Kotamobagu,DutaMetro.com – Pelantikan Dr. Feby Ismail, S.Pd.I., M.Pd. sebagai Rektor Institut Agama Islam Muhammadiyah (IAIM) Kotamobagu menjadi momentum strategis untuk memperkuat sinergi antara Pemerintah Kota Kotamobagu dan perguruan tinggi dalam mendorong lahirnya sumber daya manusia yang unggul, berkarakter, inovatif, dan mampu bersaing di tingkat nasional maupun global.
Prosesi pelantikan berlangsung khidmat dan dihadiri Prof. Achmad Jainuri, M.A., Ph.D. selaku Majelis Pendidikan Tinggi, Penelitian, dan Pengembangan (Diktilitbang) Pimpinan Pusat Muhammadiyah, jajaran Persyarikatan Muhammadiyah, civitas akademika IAIM Kotamobagu, pimpinan perguruan tinggi, tokoh agama, tokoh masyarakat, serta para tamu undangan.
Dalam kesempatan tersebut, Asisten I Bidang Pemerintahan dan Kesejahteraan Rakyat Setda Kota Kotamobagu, Sahaya S. Mokoginta, S.STP., M.E., membacakan sambutan tertulis Wali Kota Kotamobagu. Melalui sambutannya, Wali Kota menyampaikan ucapan selamat kepada Dr. Feby Ismail atas amanah yang dipercayakan sebagai Rektor IAIM Kotamobagu.
Wali Kota berharap kepemimpinan baru mampu membawa IAIM Kotamobagu semakin maju sebagai perguruan tinggi Islam yang unggul, adaptif terhadap perkembangan zaman, serta tetap berpegang teguh pada nilai-nilai Al-Qur’an dan As-Sunnah. Kampus ini juga diharapkan terus melahirkan lulusan yang tidak hanya memiliki kompetensi akademik, tetapi juga berakhlak mulia dan mampu memberikan kontribusi nyata bagi pembangunan daerah, bangsa, dan negara.

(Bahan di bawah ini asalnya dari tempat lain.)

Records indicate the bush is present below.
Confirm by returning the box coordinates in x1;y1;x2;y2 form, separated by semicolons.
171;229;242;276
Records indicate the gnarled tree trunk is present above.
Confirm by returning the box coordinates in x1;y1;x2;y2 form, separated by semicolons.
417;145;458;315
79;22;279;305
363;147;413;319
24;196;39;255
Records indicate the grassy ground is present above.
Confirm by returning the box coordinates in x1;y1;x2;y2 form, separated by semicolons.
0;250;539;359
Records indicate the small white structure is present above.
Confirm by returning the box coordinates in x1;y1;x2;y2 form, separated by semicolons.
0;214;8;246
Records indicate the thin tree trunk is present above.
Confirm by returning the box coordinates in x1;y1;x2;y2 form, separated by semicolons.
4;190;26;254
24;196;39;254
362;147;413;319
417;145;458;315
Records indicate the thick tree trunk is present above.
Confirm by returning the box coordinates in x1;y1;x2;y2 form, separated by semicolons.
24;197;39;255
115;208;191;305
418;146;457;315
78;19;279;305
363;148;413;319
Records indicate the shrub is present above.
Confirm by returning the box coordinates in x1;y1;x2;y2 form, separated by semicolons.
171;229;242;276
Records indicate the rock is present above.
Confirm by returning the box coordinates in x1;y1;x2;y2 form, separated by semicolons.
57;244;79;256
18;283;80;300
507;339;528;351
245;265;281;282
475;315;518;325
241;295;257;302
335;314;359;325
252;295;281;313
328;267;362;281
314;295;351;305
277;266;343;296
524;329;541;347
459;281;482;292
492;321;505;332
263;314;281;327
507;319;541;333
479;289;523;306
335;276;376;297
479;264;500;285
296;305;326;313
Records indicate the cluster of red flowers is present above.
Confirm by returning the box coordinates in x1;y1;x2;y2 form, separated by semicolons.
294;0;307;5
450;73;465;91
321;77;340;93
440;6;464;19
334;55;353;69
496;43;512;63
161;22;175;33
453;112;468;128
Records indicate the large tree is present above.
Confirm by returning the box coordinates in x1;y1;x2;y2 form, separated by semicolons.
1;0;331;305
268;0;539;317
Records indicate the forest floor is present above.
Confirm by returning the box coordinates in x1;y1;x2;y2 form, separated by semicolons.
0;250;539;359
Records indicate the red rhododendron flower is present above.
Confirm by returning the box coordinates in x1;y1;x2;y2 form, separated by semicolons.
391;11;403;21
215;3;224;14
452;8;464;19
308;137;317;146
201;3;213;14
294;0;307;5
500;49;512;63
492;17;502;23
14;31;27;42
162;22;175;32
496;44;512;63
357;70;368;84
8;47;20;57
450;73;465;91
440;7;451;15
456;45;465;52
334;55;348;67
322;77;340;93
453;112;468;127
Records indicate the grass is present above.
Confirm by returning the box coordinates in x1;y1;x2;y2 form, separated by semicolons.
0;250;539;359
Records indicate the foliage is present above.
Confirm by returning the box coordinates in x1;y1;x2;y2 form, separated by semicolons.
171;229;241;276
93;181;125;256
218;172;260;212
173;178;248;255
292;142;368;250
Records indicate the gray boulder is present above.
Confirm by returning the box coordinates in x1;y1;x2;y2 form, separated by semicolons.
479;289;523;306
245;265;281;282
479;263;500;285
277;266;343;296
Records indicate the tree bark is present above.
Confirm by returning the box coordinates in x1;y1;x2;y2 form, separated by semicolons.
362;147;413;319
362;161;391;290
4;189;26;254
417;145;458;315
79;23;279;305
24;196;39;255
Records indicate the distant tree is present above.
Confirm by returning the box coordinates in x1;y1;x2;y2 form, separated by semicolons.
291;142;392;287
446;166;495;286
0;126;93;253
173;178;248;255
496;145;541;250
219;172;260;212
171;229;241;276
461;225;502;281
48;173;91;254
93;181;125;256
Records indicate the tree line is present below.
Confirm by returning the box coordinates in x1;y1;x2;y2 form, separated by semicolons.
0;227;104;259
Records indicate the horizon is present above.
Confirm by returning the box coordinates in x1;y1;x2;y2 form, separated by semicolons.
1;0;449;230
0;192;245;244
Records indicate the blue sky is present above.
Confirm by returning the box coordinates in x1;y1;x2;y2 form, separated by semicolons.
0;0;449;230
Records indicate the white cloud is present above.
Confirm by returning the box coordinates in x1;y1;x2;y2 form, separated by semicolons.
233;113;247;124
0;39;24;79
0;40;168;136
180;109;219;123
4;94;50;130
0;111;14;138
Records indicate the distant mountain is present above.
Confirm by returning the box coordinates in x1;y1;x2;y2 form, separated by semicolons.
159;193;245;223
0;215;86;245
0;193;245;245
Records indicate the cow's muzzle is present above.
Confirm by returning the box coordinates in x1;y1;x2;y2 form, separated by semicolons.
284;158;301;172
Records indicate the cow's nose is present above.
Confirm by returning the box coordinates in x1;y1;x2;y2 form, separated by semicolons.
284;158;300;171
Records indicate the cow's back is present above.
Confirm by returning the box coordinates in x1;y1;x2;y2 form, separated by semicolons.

Pada kesempatan yang sama, Wali Kota turut menyampaikan apresiasi kepada Dr. Evra Willy, M.H.I. beserta seluruh jajaran sivitas akademika IAIM Kotamobagu atas dedikasi dan pengabdian selama memimpin institusi tersebut. Berbagai capaian yang telah diraih dinilai menjadi fondasi yang kokoh untuk melanjutkan pengembangan kampus di bawah kepemimpinan yang baru.
Menurut Wali Kota, perguruan tinggi memiliki posisi yang sangat strategis dalam menghadapi tantangan era globalisasi, transformasi digital, serta dinamika pembangunan nasional. Karena itu, kampus dituntut menjadi pusat pengembangan ilmu pengetahuan, riset, inovasi, sekaligus melahirkan solusi atas berbagai persoalan yang dihadapi masyarakat.
Pemerintah Kota Kotamobagu juga memberikan penghargaan kepada Persyarikatan Muhammadiyah atas kontribusi besarnya dalam memajukan dunia pendidikan melalui berbagai amal usaha yang telah memberikan manfaat luas bagi masyarakat.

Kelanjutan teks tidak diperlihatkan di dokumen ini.